Le Barchesse di Villa Trissino, progettate tra il 1553 e il 1567 circa,[1] sono l'unica parte superstite del progetto mai compiuto per una villa veneta di Andrea Palladio a Meledo di Sarego (Vicenza), sulle rive del fiumicello Brendola. Il complesso è stato inserito nel 1996 nella lista dei Patrimoni dell'umanità dall'UNESCO.[2] Negli anni 2010-15 è stato oggetto di restauro che lo ha riportato in condizioni di fruibilità, dopo avere versato a lungo in cattivo stato di conservazione[3].
Storia
Nei Quattro libri dell'architettura Palladio afferma di aver cominciato a Meledo (oggi frazione del comune di Sarego) una fabbrica di villa per i fratelli Ludovico e Francesco Trissino, figure di primo piano dell'aristocrazia vicentina e committenti palladiani non solo a Meledo, ma anche per un proprio palazzo di città in contrà Riale (1558) e per un villino suburbano.[1]
L'incisione del trattato restituisce una struttura imponente, articolata su più livelli, palesemente ispirata allo sviluppo dei complessi acropolici romani antichi e che riprende il corpo centrale circolare sormontato da cupola proprio della quasi coeva villa La Rotonda di Vicenza dello stesso Palladio. Non è possibile affermare se tale progetto avesse reali possibilità di essere eseguito; esistono però tracce evidenti di un inizio di progetto palladiano nelle imponenti fondazioni in pietra degli edifici lungo il fiume e nelle due barchesse con colonne tuscaniche di ottima fattura.[1]
L'ipotesi più realistica porta a pensare che sia esistito un progetto palladiano per villa Trissino, tuttavia non necessariamente identico a quello presentato nei Quattro Libri. Quest'ultimo sembra piuttosto lo sviluppo di un'ipotesi teorica immaginata per il sito reale di Meledo e che, se realizzata nella sua interezza, avrebbe costituito uno dei progetti ad uso civile più ambiziosi del Palladio.[1]
La torre colombara è fornita di camini ed è affrescata con grottesche, attribuibili a Eliodoro Forbicini (pittore veronese che aveva già lavorato nei palladiani palazzo Chiericati e palazzo Thiene), segno evidente di un utilizzo non solo utilitario.[1]

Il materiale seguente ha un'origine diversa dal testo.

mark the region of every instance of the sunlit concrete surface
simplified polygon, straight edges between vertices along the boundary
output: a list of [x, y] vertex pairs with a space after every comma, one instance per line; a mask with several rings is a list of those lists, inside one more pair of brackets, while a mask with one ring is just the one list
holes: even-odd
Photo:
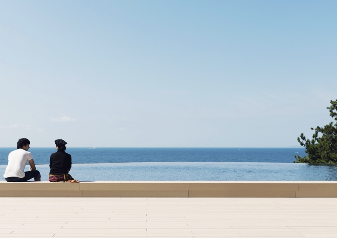
[[0, 198], [0, 237], [337, 237], [337, 198]]

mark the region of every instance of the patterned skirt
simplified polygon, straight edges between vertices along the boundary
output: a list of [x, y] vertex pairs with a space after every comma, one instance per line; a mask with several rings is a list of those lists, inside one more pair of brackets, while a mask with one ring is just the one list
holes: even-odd
[[78, 181], [71, 177], [69, 174], [49, 174], [49, 181], [53, 182], [79, 183]]

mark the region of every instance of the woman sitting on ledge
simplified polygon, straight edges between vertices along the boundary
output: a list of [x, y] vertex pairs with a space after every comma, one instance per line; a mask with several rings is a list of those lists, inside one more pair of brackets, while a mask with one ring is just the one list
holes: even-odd
[[56, 182], [77, 183], [78, 181], [68, 173], [71, 167], [71, 156], [66, 153], [67, 143], [61, 139], [55, 140], [57, 152], [50, 156], [49, 181]]

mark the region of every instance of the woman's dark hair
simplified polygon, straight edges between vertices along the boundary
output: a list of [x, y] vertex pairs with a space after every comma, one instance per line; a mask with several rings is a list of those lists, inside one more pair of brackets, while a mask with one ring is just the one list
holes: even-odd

Il complesso è rimasto a lungo in stato di abbandono e la sua conservazione messa a repentaglio. L'Istituto regionale ville venete ha concesso nel 2009 un finanziamento finalizzato a un parziale recupero delle strutture. Nel corso del 2015 sono state restaurate le cantine di epoca palladiana, riportando alla luce tracce interne di un antico ponticello di collegamento con l'altra sponda del fiume Brendola. È stata inoltre risistemata l'intera barchessa prospiciente lo stesso fiume, i suoi tre ampi saloni, la Sala degli Affreschi (così detta per la presenza delle particolari grottesche dipinte dal Forbicini e integralmente recuperate), il grande camino cinquecentesco in marmo rosso, le stanze al piano superiore della barchessa stessa, nonché la torre colombaia e un appartamento ubicato nella vicina casa gotica del Quattrocento. Sono stati altresì sistemati il giardino all'italiana prospiciente la suddetta barchessa, il vialetto e il parco che fronteggia il giardino[4].